Maire très apprécié d’une ville du Midwest, Pete Buttigieg, 37 ans, espère porter la voix d’une nouvelle génération d’Américains dans la campagne pour la présidentielle de 2020.

A deux ans de la présidentielle aux Etats-Unis, la liste des prétendants démocrates à la Maison-Blanche s’allonge. Et pour la première fois, un politicien ouvertement gay se lance dans la course. En annonçant sa candidature dans une vidéo dévoilée mercredi, Pete Buttigieg met d’abord l’accent sur son jeune âge: «Je suis d’une génération qui a vécu les fusillades dans les écoles, qui a servi dans les guerres d’après le 11-Septembre, celle qui risque de faire moins que ses parents à moins de faire les choses différemment.»

Buttigieg jouit d’une notoriété limitée aux Etats-Unis, même s’il a été remarqué pour la gestion de sa ville, South Bend (Indiana), 100’000 habitants. C’est là qu’il vit avec son mari, Chasten, et leurs deux chiens. Et c’est dans le quotidien local qu’il a fait son coming-out, en 2015. Il avait signé une tribune dans laquelle il expliquait faire cette démarche «pour l’étudiante qui se débat avec sa sexualité, (…) mais aussi pour le citoyen conservateur d’une autre génération, dont le malaise face au changement social est en partie ancré dans l’impression qu’il ne connaît personne qui soit gay. Peut-être q’un visage familier rappellera que nous sommes ensemble dans une même communauté.» Deux ans plus tard, «Mayor Pete», comme l’appellent ses administrés (pour éviter de prononcer son patronyme d’origine maltaise), était réélu avec près de 80% des voix.

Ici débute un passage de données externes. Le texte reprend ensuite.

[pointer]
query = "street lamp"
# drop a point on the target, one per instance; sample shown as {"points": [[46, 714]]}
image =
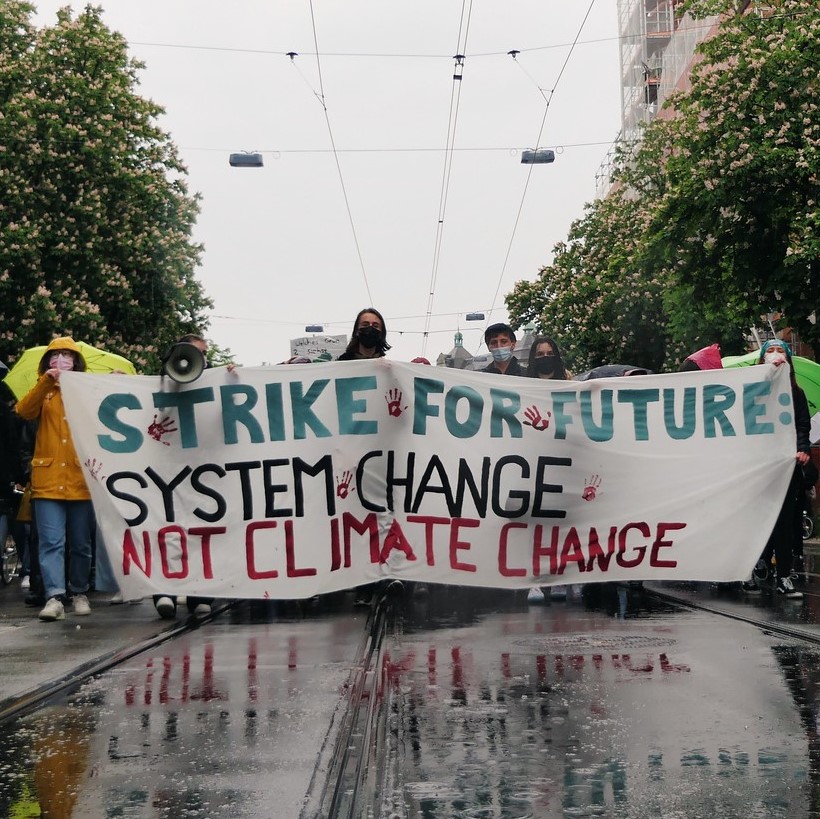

Pour ce lieutenant de réserve de l’intelligence navale, déployé en Afghanistan en 2013-2014, la bataille politique ne fait que commencer. Il devra tout d’abord obtenir l’investiture démocrate, où il apparaît comme un lointain outsider face aux ténors déjà déclarés, comme la sénatrice Elizabeth Warren ou l’ancien secrétaire au Logement Julian Castro.